Hi, I want to rename an aggregation field using DataFrame API. The
aggregation is done on a nested field. But I got below exception.
Do you see the same issue and any workaround? Thank you very much!
======
Exception in thread "main" org.apache.spark.sql.AnalysisException:
Cannot resolve column name "SUM('p.q)" among (k, SUM('p.q));
at
org.apache.spark.sql.DataFrame$$anonfun$resolve$1.apply(DataFrame.scala:
162)
at
org.apache.spark.sql.DataFrame$$anonfun$resolve$1.apply(DataFrame.scala:
162)
at scala.Option.getOrElse(Option.scala:120)
at org.apache.spark.sql.DataFrame.resolve(DataFrame.scala:161)
at org.apache.spark.sql.DataFrame.col(DataFrame.scala:436)
at org.apache.spark.sql.DataFrame.apply(DataFrame.scala:426)
at
org.apache.spark.sql.DataFrame$$anonfun$3.apply(DataFrame.scala:244)
at
org.apache.spark.sql.DataFrame$$anonfun$3.apply(DataFrame.scala:243)
at
scala.collection.TraversableLike$$anonfun$map$1.apply(TraversableLike.sc
ala:244)
at
scala.collection.TraversableLike$$anonfun$map$1.apply(TraversableLike.sc
ala:244)
at
scala.collection.IndexedSeqOptimized$class.foreach(IndexedSeqOptimized.s
cala:33)
at
scala.collection.mutable.ArrayOps$ofRef.foreach(ArrayOps.scala:108)
at
scala.collection.TraversableLike$class.map(TraversableLike.scala:244)
at
scala.collection.mutable.ArrayOps$ofRef.map(ArrayOps.scala:108)
at org.apache.spark.sql.DataFrame.toDF(DataFrame.scala:243)
======
And this code can be used to reproduce the issue:
case class ChildClass(q: Long)
case class ParentClass(k: String, p: ChildClass)

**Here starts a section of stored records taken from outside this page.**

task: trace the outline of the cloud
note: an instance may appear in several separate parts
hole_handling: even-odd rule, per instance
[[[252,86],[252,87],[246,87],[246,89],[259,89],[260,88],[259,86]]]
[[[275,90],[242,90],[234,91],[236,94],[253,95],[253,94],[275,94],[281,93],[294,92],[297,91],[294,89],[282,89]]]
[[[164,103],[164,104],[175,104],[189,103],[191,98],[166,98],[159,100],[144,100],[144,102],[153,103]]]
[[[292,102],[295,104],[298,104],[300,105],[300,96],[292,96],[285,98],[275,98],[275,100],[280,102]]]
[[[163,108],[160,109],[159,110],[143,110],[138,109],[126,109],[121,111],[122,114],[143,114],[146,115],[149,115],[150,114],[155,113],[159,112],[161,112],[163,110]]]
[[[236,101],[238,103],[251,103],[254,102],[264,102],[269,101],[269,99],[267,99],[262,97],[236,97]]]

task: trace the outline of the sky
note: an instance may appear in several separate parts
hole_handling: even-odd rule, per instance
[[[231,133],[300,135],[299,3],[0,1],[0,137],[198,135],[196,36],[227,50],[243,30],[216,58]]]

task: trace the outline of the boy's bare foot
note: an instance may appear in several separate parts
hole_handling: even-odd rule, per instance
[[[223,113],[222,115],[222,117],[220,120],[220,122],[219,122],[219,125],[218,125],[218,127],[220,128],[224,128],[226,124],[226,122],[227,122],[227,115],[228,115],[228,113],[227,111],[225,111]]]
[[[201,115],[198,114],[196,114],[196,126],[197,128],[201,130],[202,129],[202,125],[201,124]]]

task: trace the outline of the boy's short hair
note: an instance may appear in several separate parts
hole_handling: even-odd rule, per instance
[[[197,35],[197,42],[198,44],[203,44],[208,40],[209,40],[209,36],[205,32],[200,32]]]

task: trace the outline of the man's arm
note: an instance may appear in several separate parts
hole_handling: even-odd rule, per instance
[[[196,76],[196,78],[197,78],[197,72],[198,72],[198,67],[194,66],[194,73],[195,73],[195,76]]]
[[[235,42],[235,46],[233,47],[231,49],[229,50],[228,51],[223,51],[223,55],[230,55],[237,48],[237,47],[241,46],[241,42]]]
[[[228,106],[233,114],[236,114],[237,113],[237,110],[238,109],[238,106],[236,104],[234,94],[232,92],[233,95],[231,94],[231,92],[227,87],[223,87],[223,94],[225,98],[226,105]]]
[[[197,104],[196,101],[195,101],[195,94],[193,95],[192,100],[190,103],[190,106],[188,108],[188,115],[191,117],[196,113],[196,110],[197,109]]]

def main(args: Array[String]): Unit = {
val conf = new
SparkConf().setAppName("DFTest").setMaster("local[*]")
val ctx = new SparkContext(conf)
val sqlCtx = new HiveContext(ctx)
import sqlCtx.implicits._
val source = ctx.makeRDD(Seq(ParentClass("c1",
ChildClass(100)))).toDF
import org.apache.spark.sql.functions._
val target = source.groupBy('k).agg('k, sum("p.q"))
// This line prints the correct contents
// k SUM('p.q)
// c1 100
target.show
// But this line triggers the exception
target.toDF("key", "total")
======